Our present results indicated that PSAD could become a useful predictor of significant PCa in men aged ≤ 50. The sensitivity and specificity of a PSAD threshold of 0.32 were 85.7% and 77.8%, respectively. Active surveillance (AS) has emerged as an alternative treatment options for men with low-risk disease and continues to be intensely investigated [16]. The objective of AS is to avoid unnecessary treatment and its related morbidity in patients with low-risk PCa. Although AS is increasingly offered among the standard management options for low-risk localized PCa and may help reduce overtreatment, most criteria and programs target men with limited life expectancy.
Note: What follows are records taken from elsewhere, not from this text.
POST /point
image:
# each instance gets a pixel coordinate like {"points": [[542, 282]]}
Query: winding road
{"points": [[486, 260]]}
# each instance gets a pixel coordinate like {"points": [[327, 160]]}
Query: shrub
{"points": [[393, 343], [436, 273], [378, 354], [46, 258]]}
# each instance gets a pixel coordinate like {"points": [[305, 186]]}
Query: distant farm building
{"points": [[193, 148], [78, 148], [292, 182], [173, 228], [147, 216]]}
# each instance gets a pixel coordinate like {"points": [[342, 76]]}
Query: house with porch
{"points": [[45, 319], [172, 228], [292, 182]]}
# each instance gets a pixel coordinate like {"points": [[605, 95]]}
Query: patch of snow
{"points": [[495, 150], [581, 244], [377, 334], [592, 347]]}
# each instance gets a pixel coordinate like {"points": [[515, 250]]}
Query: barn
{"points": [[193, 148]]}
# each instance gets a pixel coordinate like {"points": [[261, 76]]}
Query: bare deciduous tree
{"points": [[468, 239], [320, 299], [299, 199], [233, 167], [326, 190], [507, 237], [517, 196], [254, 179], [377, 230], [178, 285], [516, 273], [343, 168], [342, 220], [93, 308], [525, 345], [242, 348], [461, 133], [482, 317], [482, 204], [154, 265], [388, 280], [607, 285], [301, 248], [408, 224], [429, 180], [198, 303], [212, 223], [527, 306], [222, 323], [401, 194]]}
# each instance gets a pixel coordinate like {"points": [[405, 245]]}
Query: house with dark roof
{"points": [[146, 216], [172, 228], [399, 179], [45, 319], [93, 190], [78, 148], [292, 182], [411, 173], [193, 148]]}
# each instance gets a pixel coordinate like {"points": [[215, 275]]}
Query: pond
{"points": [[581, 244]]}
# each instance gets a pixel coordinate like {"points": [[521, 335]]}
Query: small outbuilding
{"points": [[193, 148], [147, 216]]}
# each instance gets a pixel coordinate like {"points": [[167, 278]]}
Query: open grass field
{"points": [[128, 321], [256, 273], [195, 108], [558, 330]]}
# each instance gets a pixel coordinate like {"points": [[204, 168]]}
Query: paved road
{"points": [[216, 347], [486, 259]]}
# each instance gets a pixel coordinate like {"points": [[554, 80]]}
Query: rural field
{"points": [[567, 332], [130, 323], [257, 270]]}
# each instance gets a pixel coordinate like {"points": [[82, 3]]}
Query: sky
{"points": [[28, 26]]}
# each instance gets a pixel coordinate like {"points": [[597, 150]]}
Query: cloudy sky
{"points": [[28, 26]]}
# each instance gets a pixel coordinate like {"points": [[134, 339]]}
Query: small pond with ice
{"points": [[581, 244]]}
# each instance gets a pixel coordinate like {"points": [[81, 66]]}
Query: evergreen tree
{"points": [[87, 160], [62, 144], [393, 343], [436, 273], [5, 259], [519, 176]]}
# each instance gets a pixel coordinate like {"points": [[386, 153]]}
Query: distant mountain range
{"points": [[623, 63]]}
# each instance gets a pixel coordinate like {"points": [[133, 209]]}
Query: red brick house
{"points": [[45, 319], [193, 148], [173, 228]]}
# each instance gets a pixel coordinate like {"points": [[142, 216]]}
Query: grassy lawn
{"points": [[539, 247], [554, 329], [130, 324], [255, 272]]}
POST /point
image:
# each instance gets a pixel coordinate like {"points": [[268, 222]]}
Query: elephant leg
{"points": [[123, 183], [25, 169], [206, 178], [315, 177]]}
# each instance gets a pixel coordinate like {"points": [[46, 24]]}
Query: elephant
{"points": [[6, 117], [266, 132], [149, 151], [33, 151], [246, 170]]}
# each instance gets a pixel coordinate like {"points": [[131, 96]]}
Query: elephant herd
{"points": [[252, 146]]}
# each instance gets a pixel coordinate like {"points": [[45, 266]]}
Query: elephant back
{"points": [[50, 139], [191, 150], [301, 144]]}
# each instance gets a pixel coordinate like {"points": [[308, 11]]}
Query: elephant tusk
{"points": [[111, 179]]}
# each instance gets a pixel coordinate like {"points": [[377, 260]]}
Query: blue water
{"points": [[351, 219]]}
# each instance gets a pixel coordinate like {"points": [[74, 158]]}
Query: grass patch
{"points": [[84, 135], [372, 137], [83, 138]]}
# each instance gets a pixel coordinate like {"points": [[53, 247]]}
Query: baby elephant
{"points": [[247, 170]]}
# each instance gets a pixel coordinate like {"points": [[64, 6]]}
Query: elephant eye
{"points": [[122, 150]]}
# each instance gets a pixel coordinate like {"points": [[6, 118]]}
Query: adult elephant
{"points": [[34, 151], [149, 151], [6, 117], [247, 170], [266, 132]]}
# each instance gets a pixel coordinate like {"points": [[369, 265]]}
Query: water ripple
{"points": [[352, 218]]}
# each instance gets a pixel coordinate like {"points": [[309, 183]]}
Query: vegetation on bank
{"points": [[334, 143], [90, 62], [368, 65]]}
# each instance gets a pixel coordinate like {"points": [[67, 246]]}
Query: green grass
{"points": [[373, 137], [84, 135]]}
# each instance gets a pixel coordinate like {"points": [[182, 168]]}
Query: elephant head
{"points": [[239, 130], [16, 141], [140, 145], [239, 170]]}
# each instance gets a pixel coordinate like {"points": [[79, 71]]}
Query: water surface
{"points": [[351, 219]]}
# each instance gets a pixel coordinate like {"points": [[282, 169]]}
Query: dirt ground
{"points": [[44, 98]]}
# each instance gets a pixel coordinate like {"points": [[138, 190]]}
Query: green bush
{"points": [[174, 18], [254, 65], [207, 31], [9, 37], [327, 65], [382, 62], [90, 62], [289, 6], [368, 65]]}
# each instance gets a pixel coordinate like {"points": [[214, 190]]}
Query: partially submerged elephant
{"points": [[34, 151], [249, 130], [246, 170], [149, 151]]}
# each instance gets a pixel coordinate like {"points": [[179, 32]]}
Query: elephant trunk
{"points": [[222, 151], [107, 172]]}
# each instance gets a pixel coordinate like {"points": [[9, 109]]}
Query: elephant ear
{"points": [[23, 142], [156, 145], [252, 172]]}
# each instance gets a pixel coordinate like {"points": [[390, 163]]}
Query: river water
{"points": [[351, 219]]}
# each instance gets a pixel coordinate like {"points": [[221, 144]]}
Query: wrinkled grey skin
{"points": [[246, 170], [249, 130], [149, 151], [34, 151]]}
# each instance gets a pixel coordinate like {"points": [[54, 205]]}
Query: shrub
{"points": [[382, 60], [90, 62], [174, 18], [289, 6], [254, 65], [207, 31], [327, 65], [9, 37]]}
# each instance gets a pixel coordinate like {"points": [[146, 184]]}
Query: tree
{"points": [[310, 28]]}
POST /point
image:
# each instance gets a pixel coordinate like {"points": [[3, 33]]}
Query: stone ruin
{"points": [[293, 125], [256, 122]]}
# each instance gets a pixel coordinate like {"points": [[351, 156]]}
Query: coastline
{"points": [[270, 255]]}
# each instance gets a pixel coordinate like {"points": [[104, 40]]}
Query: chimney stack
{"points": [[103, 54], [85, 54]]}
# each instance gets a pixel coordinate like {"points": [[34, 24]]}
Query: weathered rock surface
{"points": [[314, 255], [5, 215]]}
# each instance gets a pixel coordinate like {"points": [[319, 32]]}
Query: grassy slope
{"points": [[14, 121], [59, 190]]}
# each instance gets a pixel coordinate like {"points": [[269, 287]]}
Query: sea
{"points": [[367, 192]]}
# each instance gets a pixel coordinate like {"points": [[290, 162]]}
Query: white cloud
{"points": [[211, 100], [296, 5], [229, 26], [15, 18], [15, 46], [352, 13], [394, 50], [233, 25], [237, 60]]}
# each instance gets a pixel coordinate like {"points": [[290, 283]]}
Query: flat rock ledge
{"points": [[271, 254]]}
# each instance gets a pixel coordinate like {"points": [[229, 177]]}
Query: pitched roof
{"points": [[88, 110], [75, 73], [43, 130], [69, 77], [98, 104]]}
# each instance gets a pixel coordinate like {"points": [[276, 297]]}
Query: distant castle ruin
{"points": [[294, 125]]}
The proposed value of PSAD as a parameter to evaluate during. AS is 0.15 according to the Johns Hopkins Study Group [17,18] and 0.2 in the PRIAS study [19-21]. The cut-off level proposed in this study is 0.32. These results indicated that if in a man aged ≤ 50 PSAD is 0.32 prostate biopsy should be strongly recommended to confirm the presence of clinically significant PCa. We believe that future guidelines for PCa screening should incorporate a measurement of PSAD.

This study had some limitations, including its lack of prognostic data because follow-up periods were short. Another limitation was that men in their 40 s were indiscriminately ordered a standard battery of laboratory tests, so our results cannot be extrapolated to the general population.

Although no significant parameter should be used in clinical practice to increase the ability to predict the presence of clinically significant PCa, PSAD can be a useful and very effective predictor in a man aged ≤ 50 and we can counsel patients with discretion regarding the likelihood of significant PCa. Serial PSA data and P vol increase the accuracy of the diagnosis based on the PSAD value. These data can help determine when to recommend biopsy.

Disclosure of conflict of interest

None of the authors has any conflict of interest.